За багровой пеленой расплывались фигуры первых конных рыцарей, взобравшихся на высотку.
— Слушайся, слушайся, Васлав, — радостно откликнулись из кузова. — Хорошо слушайся. Чего нужно?
Щелк-щелк-щелк…
Там, в кузове, кто-то еще пускал арбалетные болты. Сквозь красноту, что становилась все ярче и насыщеннее. Смутные фигуры, появляющиеся меж камнями, падали.
— Быстро ставь магический блок! Наш блок взамен немецкого!
Чтобы, не дай бог, погони какой по астральному следу не было!

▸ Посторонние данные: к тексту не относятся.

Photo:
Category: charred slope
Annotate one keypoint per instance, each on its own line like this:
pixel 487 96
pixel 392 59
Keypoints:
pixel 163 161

Чтобы вовек не выбрались из шварцвальдских земель тевтонско-фашистское посольство и его облавный отряд.
Впереди их ждала неизвестность. Так пусть хотя бы тылы будут прикрыты. Без анкер-менша немцам через заблокированную башню не пробиться.
Сыма Цзян успел поставить блок.
Кокон перехода сформировался. Полностью. Окончательно.
Бурцев знал, что последует дальше. И все же веки прикрыл на мгновение позже, чем следовало бы. Резкое, яркое, красное резануло по глазам.
Наверное что-то вроде этого видели в последний миг своей жизни солдаты швейцарских кантонов и рыцари герцога Леопольда Третьего, сгоревшие в атомном пламени.
Глава 46
У начальника караула шарфюрера СС Германа Вогта, возглавлявшего сменный сторожевой отряд из дюжины пеших тевтонских кнехтов и пары конных гонцов, было два приказа.
Первый — задерживать любого, кто попытается пробраться к бесполезной, давно утратившей магическую силу платц-башне — древнему кольцу из гигантских глыб, окружавшему плешивую поляну. Второй — задерживать любого, кто выйдет из мегалита. Если же этот самый любой задерживаться не пожелает, его надлежало уничтожить. Коротко и ясно. В объяснения начальство не вдавались, полагая, видимо, что краткий и ясный приказ, сколь бы он не был странен, трудно истолковать двояко.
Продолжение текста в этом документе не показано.